There are, however, other aspects of my experience that I'm regularly surprised about: As I move through the world, I have sense impressions I've never had before: The position of other cars as I drive, the specific locations, colors, smells, textures of trees and bushes when I walk in the woods and so forth. I'm constantly being — in some sense — surpised by the my experiences. I have sense impressions I've never had before: my mental objects as "bundles of sense impressions" do not actually include those new sense impressions. And yet these surprising sense impressions "fit" in various different ways with my pre-existing mental object. They are both surprising in one sense and (usually) unsurprising in another sense.
There are only three choices:
- These regularities are already part of my conscious mind and my conscious mind is imposing the regularities on my sense impressions
- My conscious mind is randomly creating regularities and imposing them on my sense impressions
- These regularities are independent of my conscious mind, and I'm consciously discovering them.

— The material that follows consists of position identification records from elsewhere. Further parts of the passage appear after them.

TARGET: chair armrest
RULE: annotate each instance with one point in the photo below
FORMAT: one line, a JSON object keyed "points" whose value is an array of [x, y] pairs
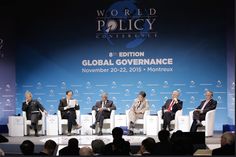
{"points": [[178, 113], [210, 115], [113, 112], [159, 113], [59, 114], [24, 115], [146, 113]]}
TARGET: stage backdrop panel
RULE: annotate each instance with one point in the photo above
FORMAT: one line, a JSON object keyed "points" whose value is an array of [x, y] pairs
{"points": [[7, 64], [123, 47]]}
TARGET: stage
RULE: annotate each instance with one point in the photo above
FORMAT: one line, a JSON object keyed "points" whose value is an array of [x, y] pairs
{"points": [[85, 140]]}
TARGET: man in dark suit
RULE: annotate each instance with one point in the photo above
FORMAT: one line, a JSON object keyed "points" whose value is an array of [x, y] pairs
{"points": [[170, 108], [68, 112], [33, 110], [103, 110], [71, 149], [199, 113], [227, 145]]}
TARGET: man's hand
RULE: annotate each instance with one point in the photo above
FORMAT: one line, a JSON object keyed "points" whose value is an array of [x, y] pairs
{"points": [[166, 110], [100, 109], [46, 113], [175, 100]]}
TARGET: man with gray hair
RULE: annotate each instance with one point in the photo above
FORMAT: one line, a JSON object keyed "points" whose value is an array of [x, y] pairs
{"points": [[170, 108], [33, 109], [227, 145], [98, 147], [103, 110], [199, 113]]}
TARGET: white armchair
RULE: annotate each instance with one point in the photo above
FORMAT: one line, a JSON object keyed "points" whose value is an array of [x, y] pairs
{"points": [[27, 123], [208, 123], [62, 123], [173, 122], [140, 121], [110, 121]]}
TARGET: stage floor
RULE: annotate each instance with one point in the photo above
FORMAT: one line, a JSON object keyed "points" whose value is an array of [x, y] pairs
{"points": [[12, 147], [85, 140]]}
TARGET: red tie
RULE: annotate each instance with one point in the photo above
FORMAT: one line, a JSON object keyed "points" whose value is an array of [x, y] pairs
{"points": [[170, 106]]}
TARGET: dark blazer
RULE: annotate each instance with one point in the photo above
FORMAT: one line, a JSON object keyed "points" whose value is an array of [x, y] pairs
{"points": [[109, 107], [69, 151], [175, 107], [33, 105], [62, 104], [224, 150], [211, 105]]}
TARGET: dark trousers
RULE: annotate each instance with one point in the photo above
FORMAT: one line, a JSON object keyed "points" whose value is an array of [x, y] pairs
{"points": [[167, 117], [196, 116], [35, 117], [100, 116], [71, 117]]}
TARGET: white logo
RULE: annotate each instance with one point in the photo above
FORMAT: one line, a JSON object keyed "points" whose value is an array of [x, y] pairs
{"points": [[39, 85], [153, 92], [192, 99], [88, 85], [63, 85], [218, 84], [192, 84], [165, 84], [113, 84], [140, 84], [127, 92]]}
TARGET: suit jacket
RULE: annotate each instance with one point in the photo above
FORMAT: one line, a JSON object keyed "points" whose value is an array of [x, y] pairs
{"points": [[140, 107], [69, 151], [211, 105], [224, 150], [63, 104], [33, 106], [109, 106], [175, 107]]}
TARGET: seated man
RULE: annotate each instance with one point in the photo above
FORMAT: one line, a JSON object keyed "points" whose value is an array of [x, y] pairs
{"points": [[227, 145], [140, 105], [103, 110], [170, 108], [69, 112], [33, 110], [199, 113], [118, 146]]}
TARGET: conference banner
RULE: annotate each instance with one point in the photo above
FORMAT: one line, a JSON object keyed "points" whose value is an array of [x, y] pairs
{"points": [[123, 47]]}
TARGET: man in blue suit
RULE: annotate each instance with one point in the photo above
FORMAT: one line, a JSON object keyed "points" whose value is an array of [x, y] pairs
{"points": [[170, 108]]}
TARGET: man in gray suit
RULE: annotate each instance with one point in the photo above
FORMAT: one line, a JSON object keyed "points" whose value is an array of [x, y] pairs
{"points": [[199, 113], [140, 105], [103, 110]]}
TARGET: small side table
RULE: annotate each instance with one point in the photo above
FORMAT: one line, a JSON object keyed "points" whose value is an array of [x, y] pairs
{"points": [[16, 125]]}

Once we view the debate between subjective idealism and materialism as a debate about the kind of ontology we mentally construct, evidence starts pouring in to support materialism.

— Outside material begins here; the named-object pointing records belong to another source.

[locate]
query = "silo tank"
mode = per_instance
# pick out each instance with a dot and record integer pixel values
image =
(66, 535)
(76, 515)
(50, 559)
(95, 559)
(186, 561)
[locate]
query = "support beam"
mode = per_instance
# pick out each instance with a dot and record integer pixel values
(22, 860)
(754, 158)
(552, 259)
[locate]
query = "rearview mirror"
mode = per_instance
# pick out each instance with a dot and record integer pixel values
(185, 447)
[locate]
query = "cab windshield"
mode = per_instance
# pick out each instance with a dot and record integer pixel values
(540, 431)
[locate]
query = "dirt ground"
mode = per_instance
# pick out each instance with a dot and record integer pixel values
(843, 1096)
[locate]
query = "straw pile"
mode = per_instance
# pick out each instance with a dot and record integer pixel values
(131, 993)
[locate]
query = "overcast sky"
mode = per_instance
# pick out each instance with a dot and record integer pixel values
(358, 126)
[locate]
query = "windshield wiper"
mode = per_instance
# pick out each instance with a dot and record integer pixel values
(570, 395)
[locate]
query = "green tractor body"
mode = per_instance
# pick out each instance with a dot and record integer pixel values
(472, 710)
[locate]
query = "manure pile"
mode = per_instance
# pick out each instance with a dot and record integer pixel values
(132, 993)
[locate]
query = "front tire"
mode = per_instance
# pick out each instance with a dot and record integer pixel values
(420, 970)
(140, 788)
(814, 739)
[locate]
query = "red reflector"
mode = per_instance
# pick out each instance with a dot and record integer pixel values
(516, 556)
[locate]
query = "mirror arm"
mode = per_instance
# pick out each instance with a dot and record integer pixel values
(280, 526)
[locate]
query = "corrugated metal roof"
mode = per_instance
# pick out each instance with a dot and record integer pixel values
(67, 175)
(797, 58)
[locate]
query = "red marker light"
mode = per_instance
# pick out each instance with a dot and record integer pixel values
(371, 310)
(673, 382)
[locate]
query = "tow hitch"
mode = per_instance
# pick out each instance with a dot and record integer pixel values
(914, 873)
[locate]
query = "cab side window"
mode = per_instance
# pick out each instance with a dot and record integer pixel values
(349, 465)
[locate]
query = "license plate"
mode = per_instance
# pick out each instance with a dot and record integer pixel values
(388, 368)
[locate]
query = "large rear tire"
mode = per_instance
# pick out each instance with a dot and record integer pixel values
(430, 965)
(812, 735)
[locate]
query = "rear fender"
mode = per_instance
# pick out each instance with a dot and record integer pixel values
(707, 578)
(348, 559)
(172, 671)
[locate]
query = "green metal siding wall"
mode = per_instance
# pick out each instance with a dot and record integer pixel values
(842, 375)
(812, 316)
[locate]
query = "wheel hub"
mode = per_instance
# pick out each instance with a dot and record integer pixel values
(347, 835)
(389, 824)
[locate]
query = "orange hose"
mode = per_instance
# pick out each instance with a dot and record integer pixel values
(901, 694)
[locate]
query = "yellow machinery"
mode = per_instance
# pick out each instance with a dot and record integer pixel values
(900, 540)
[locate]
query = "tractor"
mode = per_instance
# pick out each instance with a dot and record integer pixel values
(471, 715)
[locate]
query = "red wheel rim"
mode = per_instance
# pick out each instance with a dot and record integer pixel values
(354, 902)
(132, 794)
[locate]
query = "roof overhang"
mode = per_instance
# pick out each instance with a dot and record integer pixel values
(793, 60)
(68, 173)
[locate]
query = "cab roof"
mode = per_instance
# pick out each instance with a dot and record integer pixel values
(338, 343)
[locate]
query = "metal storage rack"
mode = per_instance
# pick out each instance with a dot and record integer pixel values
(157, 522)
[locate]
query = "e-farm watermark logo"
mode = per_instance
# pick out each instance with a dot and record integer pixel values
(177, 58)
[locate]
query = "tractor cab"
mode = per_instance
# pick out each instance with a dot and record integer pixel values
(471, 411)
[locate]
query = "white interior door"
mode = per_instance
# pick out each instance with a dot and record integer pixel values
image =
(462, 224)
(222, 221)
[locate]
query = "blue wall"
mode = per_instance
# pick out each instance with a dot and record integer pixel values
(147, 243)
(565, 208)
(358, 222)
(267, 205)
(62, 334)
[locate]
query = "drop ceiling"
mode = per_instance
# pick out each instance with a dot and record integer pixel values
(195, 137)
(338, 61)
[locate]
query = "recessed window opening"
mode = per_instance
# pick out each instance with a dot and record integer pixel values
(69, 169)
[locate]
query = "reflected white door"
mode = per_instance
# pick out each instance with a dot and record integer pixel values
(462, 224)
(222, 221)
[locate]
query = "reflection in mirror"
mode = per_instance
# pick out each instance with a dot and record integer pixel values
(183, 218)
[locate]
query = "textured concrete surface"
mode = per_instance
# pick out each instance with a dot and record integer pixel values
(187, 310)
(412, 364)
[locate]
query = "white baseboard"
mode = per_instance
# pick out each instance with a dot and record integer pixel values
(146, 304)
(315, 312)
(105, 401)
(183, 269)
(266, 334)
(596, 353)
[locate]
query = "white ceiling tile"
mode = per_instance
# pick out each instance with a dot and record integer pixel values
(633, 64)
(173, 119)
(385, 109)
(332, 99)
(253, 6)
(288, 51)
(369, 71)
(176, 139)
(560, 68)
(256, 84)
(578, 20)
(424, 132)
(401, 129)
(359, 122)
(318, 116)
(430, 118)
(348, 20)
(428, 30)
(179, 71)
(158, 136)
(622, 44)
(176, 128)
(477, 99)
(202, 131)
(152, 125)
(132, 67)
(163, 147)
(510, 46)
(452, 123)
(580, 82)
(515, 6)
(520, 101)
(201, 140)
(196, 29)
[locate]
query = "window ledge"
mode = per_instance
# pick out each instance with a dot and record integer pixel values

My mind constructs elaborate causal histories for my experiences, causal histories that extend billions of years — the same sorts of years that I directly experience — before my earliest memories. I simply cannot appeal to randomness or pre-existing conscious thought to account for the construction of these elaborate causal histories.

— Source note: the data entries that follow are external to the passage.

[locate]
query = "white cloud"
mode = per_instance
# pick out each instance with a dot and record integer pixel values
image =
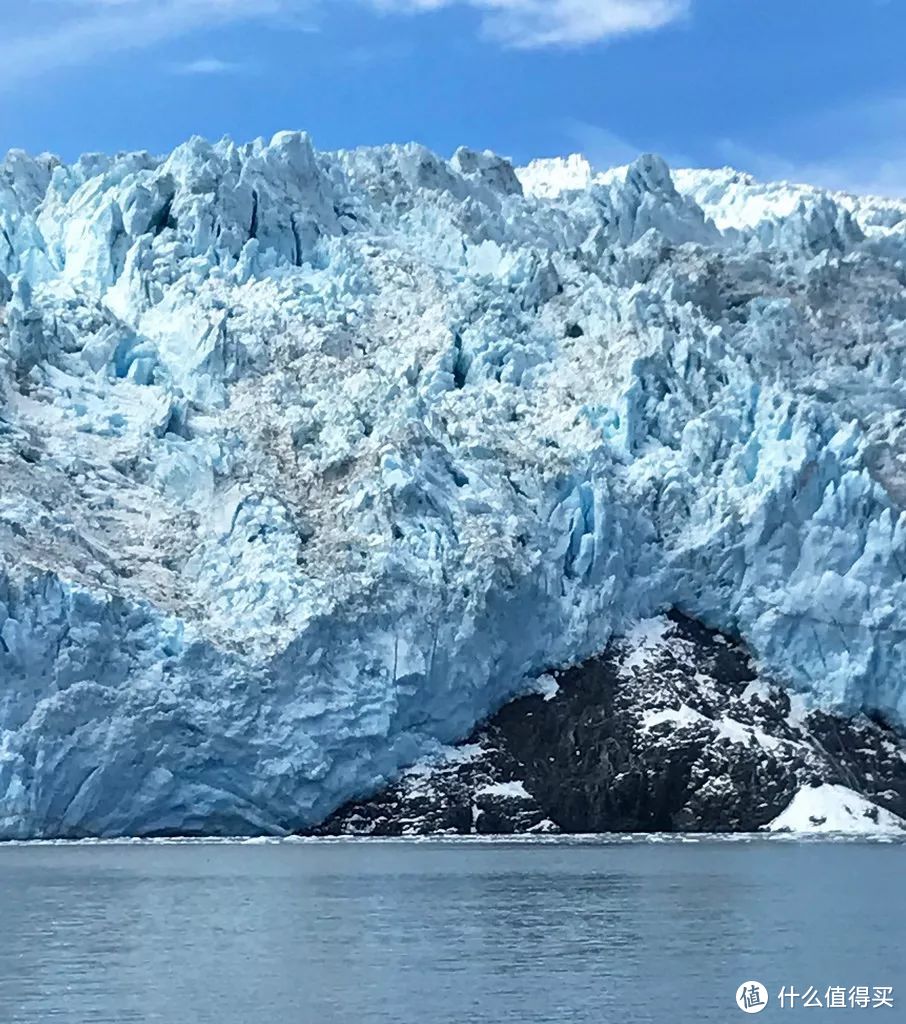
(531, 24)
(858, 147)
(604, 148)
(45, 35)
(58, 34)
(206, 66)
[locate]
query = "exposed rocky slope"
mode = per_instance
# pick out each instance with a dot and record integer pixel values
(311, 461)
(672, 730)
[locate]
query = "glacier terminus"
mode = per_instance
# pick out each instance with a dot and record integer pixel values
(311, 461)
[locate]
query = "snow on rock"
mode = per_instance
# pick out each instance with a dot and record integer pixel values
(829, 808)
(309, 461)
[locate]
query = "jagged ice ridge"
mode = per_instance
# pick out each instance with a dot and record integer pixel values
(310, 460)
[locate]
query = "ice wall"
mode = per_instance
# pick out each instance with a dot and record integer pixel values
(310, 460)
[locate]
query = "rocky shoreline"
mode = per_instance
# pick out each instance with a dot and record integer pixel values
(672, 729)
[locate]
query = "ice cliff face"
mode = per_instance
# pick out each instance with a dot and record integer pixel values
(309, 460)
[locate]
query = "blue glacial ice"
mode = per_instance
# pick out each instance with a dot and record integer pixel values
(309, 460)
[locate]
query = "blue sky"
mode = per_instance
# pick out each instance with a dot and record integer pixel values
(806, 89)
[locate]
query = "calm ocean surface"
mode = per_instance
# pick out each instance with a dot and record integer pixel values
(437, 933)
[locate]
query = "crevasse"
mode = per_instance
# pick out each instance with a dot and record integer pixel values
(309, 460)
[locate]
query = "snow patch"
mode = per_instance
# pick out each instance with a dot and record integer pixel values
(834, 809)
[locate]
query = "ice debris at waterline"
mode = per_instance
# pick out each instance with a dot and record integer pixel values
(311, 460)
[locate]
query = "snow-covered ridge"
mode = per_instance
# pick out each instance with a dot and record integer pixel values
(309, 460)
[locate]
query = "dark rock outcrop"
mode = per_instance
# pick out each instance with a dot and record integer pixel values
(671, 730)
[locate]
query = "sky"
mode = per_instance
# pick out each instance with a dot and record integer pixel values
(807, 90)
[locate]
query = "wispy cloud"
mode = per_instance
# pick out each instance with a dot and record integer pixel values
(41, 36)
(207, 66)
(74, 33)
(533, 24)
(604, 148)
(858, 146)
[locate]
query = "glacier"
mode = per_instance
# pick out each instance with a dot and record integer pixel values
(309, 461)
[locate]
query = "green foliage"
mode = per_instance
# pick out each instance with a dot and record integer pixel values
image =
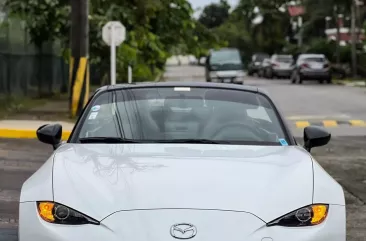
(155, 30)
(46, 20)
(215, 14)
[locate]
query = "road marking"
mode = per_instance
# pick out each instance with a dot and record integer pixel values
(330, 123)
(302, 124)
(357, 123)
(317, 117)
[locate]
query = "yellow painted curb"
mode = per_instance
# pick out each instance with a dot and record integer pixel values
(357, 123)
(330, 123)
(26, 134)
(302, 124)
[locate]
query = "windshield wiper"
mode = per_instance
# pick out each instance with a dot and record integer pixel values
(192, 141)
(111, 140)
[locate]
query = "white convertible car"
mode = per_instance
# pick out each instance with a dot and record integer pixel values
(168, 161)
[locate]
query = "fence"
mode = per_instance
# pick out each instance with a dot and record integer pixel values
(23, 70)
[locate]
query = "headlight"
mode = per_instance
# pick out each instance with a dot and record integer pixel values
(59, 214)
(307, 216)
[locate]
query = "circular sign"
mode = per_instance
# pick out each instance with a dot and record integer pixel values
(119, 33)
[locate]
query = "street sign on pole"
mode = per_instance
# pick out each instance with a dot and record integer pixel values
(114, 34)
(129, 74)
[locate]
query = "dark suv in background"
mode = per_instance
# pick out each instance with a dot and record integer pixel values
(225, 65)
(312, 67)
(255, 65)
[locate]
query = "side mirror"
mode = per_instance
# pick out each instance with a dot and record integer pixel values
(315, 136)
(50, 134)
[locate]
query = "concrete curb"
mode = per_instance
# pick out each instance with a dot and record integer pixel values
(26, 134)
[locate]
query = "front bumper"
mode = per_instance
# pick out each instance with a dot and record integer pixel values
(234, 80)
(315, 74)
(155, 225)
(282, 72)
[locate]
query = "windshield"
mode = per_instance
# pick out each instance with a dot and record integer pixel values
(167, 114)
(260, 57)
(225, 57)
(284, 59)
(315, 59)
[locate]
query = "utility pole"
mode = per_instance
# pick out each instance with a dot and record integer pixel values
(338, 19)
(300, 33)
(353, 34)
(79, 62)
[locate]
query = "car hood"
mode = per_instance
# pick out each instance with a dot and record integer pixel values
(100, 179)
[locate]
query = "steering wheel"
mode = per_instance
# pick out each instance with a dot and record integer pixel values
(238, 125)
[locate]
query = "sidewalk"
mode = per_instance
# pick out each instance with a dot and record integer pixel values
(26, 129)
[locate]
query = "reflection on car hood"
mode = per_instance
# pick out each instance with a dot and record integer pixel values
(99, 179)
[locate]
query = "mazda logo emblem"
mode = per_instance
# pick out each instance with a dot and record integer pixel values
(183, 231)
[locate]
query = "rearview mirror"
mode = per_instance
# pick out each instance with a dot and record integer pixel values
(50, 134)
(315, 136)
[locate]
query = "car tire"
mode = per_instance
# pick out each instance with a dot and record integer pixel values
(293, 79)
(299, 79)
(329, 80)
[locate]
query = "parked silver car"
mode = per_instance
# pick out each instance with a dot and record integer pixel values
(311, 67)
(280, 67)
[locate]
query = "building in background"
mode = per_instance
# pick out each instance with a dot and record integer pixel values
(345, 34)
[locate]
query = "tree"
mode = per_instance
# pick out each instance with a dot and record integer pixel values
(215, 14)
(46, 21)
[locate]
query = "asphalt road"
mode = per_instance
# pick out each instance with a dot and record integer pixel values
(309, 101)
(344, 157)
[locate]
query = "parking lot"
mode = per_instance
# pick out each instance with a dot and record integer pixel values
(344, 157)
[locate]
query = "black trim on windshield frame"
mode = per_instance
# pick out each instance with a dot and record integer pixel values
(77, 128)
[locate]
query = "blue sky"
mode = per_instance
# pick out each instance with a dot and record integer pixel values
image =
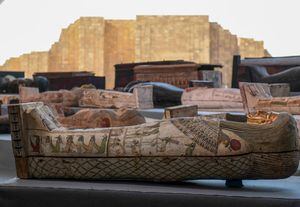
(33, 25)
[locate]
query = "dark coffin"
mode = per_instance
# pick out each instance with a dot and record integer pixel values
(124, 72)
(273, 65)
(16, 74)
(69, 80)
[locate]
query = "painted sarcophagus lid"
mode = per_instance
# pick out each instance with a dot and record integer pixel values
(165, 150)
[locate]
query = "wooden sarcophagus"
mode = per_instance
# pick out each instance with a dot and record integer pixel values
(124, 72)
(178, 74)
(69, 80)
(172, 149)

My experiences do not automatically conform to my convenience or pleasure; indeed they rarely do so, and never do so without performing what — are from a position of subjective realism — elaborate and pointless rituals. I wish the subjective experience of tasting coffee, I have to experience filling the coffee pot with water, getting the can of coffee down from the shelf, etc. Worse yet, to have the experience of having a coffee pot, I have to go to work, earn money, take that money to a store, etc. Again, I can't appeal to randomness to account for these elaborate rituals.
We are constantly flooded with experiential evidence of externalism and thus materialism. There is simply no way to construct an ontology without giving my mental objects the properties of independence, of the capability to surprise.
We are constantly flooded with experiential evidence of externalism and thus materialism. There is simply no way to construct an ontology without giving my mental objects the properties of independence, of the capability to surprise.
ReplyDeleteInteresting. Is it a fair restatement of your argument to say that nothing about our subjective experience makes any fucking sense without positing the existence of external reality?
My own personal position on achieving logical or empirical certainty on the materialism versus subjective idealism distinction is, Who gives a flying fuck? I don't see how I lose anything by just going with the handiness of materialism.
Is it a fair restatement of your argument to say that nothing about our subjective experience makes any fucking sense without positing the existence of external reality?
ReplyDeleteYes. More precisely without positing some sort of externalism. And once you have externalism, you lose solipsism, which is a necessary conclusion of subjective idealism.
Essentially Lenin makes the argument (with devastating effect, IMnsHO) that the empirio-critics (Mach, Avernus, etc.) are in the same bind, and simply obfuscate their materialism under a layer of philosophical bullshit.